なお、孵化後にお母さんエビを、他のミナミヌマエビがたくさんいる水槽に戻せば、あと1~3回前後、産卵を繰り返す場合があります。産卵を終えたお母さんエビは夏場までに★になります。
水質が安定しない水槽の場合
立ち上げて間もないなど、水質がpH6.8程度で安定していない水槽の場合、元々ミナミヌマエビがいた水槽をそのまま繁殖用に使う事がベストと言えると存じます。
抱卵中は急激にpHが変わってしまうような水換えは慎みましょう。その為には、エサの与えすぎに充分注意する必要があります。
ただし、孵化した稚エビは、自然の摂理とは言え、他の大人ミナミヌマエビなどに食べられてしまう率が高いので、隠れ家となる水草(ウィローモスなど)をできる限り多く水槽に入れておいて、生存率を高める工夫をしましょう。

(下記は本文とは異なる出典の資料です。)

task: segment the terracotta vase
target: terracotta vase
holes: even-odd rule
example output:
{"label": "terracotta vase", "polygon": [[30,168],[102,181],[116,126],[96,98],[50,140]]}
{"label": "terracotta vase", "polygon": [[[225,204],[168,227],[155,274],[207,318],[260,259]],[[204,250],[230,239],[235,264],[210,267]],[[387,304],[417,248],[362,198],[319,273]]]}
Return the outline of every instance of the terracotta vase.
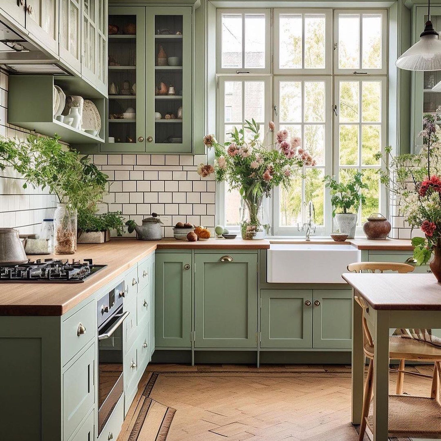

大人ミナミヌマエビの数が過剰な水槽の場合は、稚エビが生まれた後、稚エビだけを別水槽に非難させて成長させる方法も一考です。その為には、予め別水槽を立ち上げておくなど工夫しましょう。
なお、水量が少ないと、水質はそれだけ急激に変化しやすいです。水質変化に弱いミナミヌマエビですので、可能であれば大きな水槽に変更したいところです。
一番簡単なミナミヌマエビの繁殖方法
色々と試しましたが、人工的に管理するには、毎日観察が必要など時間を掛けなくてはなりません。
よって、現在、小生は「自然繁殖」に完全に任せています。ようするに、環境だけ整えて、あとは自然に任せる繁殖方法です。
その誰でもできるミナミヌマエビ繁殖の環境整備は下記の通りです。
1.メダカなど、稚エビを食べる魚類を同居させない。
2.ウィローモスを多めに入れるなど、水草の茂みを多くして、稚エビが自力で生き残れるようにする。
3.大人のミナミヌマエビを20匹以上入れ、茶コケが無くなる水槽環境では沈降型のエサを少量、毎日与える。
同居させないためには、上記のようなメダカ用の産卵用品を応用させることができます。
以上で、勝手に卵が生まれて、稚エビが誕生し、成長してくれます。
ただし、稚エビが大人ミナミヌマエビになれるかどうかは「水質管理」が重要となります。